The risk of bias in included studies was high. The inclusion of one-arm, pre-post studies substantially increases the risk of bias; however, we felt that the novelty of this area of research warranted the inclusion of these studies and that this added valuable insight into the current state of the literature. Few studies assessed outcomes other than PA, where only half of the studies could be included in a meta-analysis. Heterogeneity across studies was very high, likely due to the variability of types of DBCIs, intervention content, cancer type and populations, outcome measurement tools, etc. With the addition of future studies, more specific inclusion criteria could be used to assess effectiveness of more similar studies. All of the PA findings used self-report data, which while easy to use, inexpensive and validated, often hugely underestimate or overestimate PA participation [81]. Therefore, we advise that these results are interpreted with caution until the number of published studies assessing DBCIs increases and inclusion criteria for future systematic reviews can be more stringent for low-quality trials.
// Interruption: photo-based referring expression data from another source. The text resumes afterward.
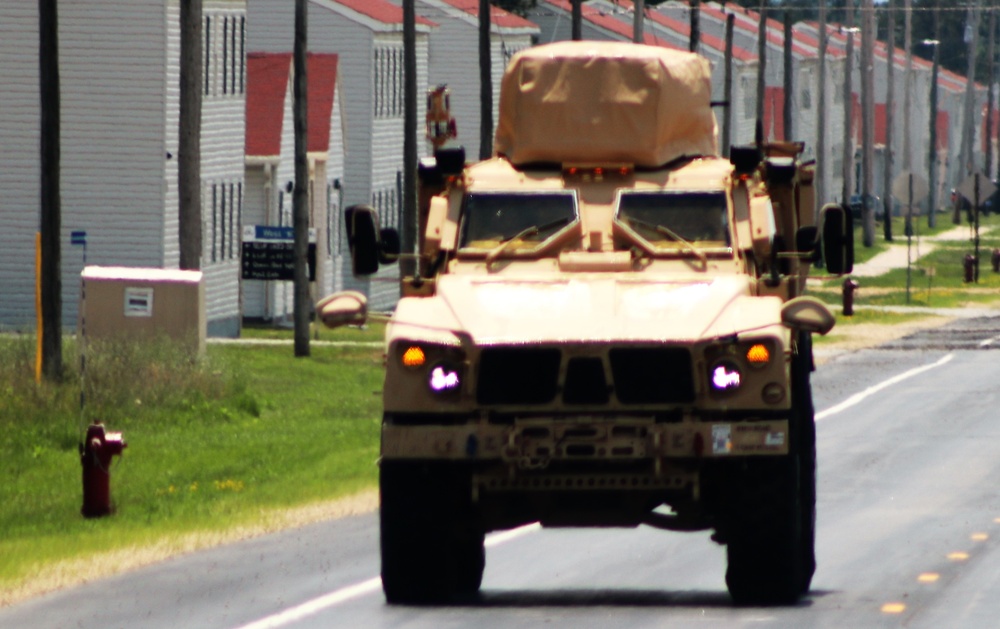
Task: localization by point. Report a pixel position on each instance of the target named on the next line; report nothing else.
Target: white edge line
(363, 588)
(858, 397)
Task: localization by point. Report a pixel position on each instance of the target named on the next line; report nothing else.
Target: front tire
(431, 539)
(771, 547)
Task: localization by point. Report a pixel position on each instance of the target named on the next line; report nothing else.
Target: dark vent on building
(518, 375)
(585, 382)
(652, 375)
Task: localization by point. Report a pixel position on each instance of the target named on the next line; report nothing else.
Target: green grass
(936, 279)
(213, 444)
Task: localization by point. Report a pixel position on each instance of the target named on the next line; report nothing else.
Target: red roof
(749, 20)
(609, 23)
(498, 16)
(322, 78)
(267, 84)
(381, 10)
(684, 29)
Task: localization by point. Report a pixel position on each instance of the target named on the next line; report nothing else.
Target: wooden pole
(788, 73)
(300, 197)
(407, 265)
(867, 121)
(890, 104)
(727, 119)
(847, 169)
(189, 136)
(485, 83)
(51, 202)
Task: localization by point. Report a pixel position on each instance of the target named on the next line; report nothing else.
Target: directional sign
(268, 253)
(968, 188)
(901, 188)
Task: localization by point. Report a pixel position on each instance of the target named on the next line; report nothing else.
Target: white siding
(119, 66)
(19, 165)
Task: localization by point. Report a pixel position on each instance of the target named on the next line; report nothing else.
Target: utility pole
(932, 132)
(890, 103)
(822, 170)
(788, 80)
(848, 149)
(638, 13)
(577, 20)
(968, 122)
(695, 37)
(908, 86)
(761, 71)
(990, 55)
(407, 264)
(867, 121)
(300, 198)
(485, 83)
(51, 202)
(189, 137)
(727, 120)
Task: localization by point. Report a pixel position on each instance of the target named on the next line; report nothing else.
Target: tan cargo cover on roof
(590, 101)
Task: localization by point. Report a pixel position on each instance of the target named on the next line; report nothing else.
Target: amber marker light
(758, 355)
(414, 356)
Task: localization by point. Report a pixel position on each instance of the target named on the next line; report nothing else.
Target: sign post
(268, 253)
(913, 189)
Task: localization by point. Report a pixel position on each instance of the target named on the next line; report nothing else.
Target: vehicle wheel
(771, 546)
(431, 540)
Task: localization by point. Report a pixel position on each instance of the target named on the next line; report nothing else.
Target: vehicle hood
(500, 311)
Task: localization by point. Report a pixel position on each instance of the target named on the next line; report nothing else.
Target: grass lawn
(215, 445)
(936, 279)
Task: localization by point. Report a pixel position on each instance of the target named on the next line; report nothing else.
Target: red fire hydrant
(848, 294)
(95, 454)
(969, 268)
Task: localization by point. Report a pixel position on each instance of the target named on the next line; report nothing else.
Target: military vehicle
(605, 327)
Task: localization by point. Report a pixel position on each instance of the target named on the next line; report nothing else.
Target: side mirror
(838, 238)
(808, 314)
(347, 307)
(368, 244)
(806, 242)
(745, 159)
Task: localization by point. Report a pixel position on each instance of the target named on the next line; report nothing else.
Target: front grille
(585, 382)
(518, 375)
(652, 375)
(530, 376)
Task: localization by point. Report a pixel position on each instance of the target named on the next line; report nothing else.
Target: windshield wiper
(509, 241)
(669, 233)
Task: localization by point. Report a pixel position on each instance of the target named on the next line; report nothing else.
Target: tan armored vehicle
(607, 328)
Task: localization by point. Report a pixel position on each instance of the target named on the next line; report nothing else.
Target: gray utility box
(120, 302)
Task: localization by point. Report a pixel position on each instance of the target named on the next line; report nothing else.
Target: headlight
(441, 367)
(445, 377)
(725, 376)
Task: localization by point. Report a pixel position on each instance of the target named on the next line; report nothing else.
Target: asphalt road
(908, 534)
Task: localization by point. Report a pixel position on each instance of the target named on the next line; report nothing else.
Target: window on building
(207, 54)
(215, 220)
(749, 89)
(388, 82)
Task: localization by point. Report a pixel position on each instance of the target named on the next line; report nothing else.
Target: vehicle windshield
(676, 219)
(519, 221)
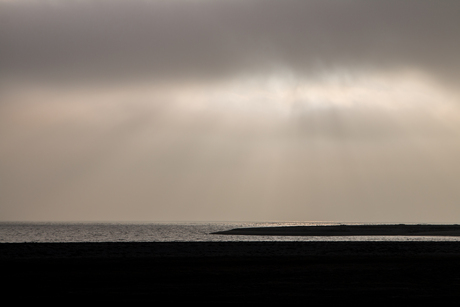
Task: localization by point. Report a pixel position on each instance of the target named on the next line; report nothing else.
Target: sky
(230, 110)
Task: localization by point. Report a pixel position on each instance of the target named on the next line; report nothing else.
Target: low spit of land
(349, 230)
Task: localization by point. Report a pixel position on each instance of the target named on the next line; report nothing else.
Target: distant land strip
(349, 230)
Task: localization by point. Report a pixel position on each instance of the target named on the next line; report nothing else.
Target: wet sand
(232, 272)
(349, 230)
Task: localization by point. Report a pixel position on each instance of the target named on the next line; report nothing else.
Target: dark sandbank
(349, 230)
(232, 272)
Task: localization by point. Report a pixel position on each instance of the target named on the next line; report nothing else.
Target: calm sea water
(165, 232)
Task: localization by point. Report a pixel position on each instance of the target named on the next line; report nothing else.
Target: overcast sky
(238, 110)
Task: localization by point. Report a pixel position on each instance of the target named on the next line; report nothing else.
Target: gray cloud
(222, 39)
(229, 110)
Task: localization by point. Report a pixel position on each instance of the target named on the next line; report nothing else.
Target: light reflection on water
(11, 232)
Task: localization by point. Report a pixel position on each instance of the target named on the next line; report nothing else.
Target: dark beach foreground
(232, 272)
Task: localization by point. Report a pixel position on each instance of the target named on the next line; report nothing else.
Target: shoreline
(113, 250)
(349, 230)
(233, 272)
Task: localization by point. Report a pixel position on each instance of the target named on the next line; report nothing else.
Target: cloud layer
(229, 110)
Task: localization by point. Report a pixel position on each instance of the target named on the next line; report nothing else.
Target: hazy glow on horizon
(225, 110)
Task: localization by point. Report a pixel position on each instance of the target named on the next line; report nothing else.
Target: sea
(17, 232)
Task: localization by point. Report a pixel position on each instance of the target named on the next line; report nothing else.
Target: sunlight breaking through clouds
(230, 110)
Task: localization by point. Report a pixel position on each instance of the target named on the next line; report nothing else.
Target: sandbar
(349, 230)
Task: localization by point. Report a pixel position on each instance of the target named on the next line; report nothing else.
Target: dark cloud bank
(221, 39)
(229, 110)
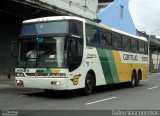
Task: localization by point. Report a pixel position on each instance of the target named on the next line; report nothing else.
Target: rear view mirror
(14, 48)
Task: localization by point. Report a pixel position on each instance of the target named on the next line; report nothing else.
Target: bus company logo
(91, 55)
(75, 79)
(22, 70)
(130, 57)
(144, 58)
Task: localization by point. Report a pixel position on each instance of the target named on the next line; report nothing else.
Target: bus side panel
(108, 65)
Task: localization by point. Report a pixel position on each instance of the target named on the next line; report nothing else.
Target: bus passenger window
(103, 38)
(95, 39)
(134, 45)
(117, 41)
(146, 48)
(126, 43)
(109, 39)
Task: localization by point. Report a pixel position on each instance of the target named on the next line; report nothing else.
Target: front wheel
(89, 84)
(133, 80)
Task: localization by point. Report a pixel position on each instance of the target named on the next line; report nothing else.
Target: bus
(76, 53)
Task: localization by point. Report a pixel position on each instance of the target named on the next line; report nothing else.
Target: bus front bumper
(42, 83)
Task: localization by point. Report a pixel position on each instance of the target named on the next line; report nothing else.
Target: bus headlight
(19, 83)
(55, 83)
(58, 74)
(20, 75)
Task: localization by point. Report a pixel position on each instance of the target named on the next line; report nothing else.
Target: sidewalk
(6, 82)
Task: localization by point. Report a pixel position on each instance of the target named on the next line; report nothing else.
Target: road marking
(145, 80)
(153, 87)
(100, 100)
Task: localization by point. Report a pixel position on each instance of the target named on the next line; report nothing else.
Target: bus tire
(89, 84)
(133, 80)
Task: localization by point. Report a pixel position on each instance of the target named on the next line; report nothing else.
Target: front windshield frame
(60, 48)
(75, 31)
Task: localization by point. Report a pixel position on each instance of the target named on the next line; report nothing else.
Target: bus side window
(141, 46)
(103, 38)
(95, 39)
(146, 48)
(134, 45)
(126, 43)
(109, 38)
(88, 34)
(117, 41)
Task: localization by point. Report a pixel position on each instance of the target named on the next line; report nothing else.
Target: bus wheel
(133, 81)
(89, 84)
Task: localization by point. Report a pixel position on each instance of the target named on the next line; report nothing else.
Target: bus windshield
(44, 28)
(42, 52)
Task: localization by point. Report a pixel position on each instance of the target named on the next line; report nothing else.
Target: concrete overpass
(13, 12)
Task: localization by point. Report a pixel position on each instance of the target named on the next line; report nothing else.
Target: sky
(146, 15)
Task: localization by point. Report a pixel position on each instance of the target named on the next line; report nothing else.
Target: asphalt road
(144, 97)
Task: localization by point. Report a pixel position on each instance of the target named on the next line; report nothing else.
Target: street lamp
(149, 41)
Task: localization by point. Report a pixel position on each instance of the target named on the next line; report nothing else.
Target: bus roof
(54, 18)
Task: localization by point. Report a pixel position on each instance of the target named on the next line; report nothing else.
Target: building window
(121, 11)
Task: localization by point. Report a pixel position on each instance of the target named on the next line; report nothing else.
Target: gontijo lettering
(130, 57)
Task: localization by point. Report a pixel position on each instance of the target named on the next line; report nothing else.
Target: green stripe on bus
(108, 65)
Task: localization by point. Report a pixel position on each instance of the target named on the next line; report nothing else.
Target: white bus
(72, 53)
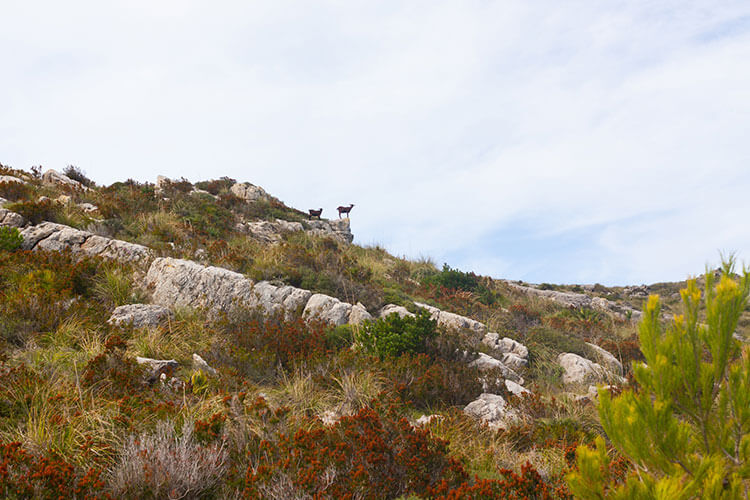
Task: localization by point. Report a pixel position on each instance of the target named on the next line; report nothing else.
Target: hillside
(207, 341)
To the best of our knowledge, this is the first meta-analysis of DBCIs designed to improve PA and diet among cancer survivors. While the review shows some evidence of an improvement in MVPA, a reduction in BMI and a trend towards significance for fatigue, large, high-quality RCTs, with objective measures of PA and long-term follow-up, are lacking. Future studies should aim to address these limitations, but the approach of using digital technology in this context appears promising.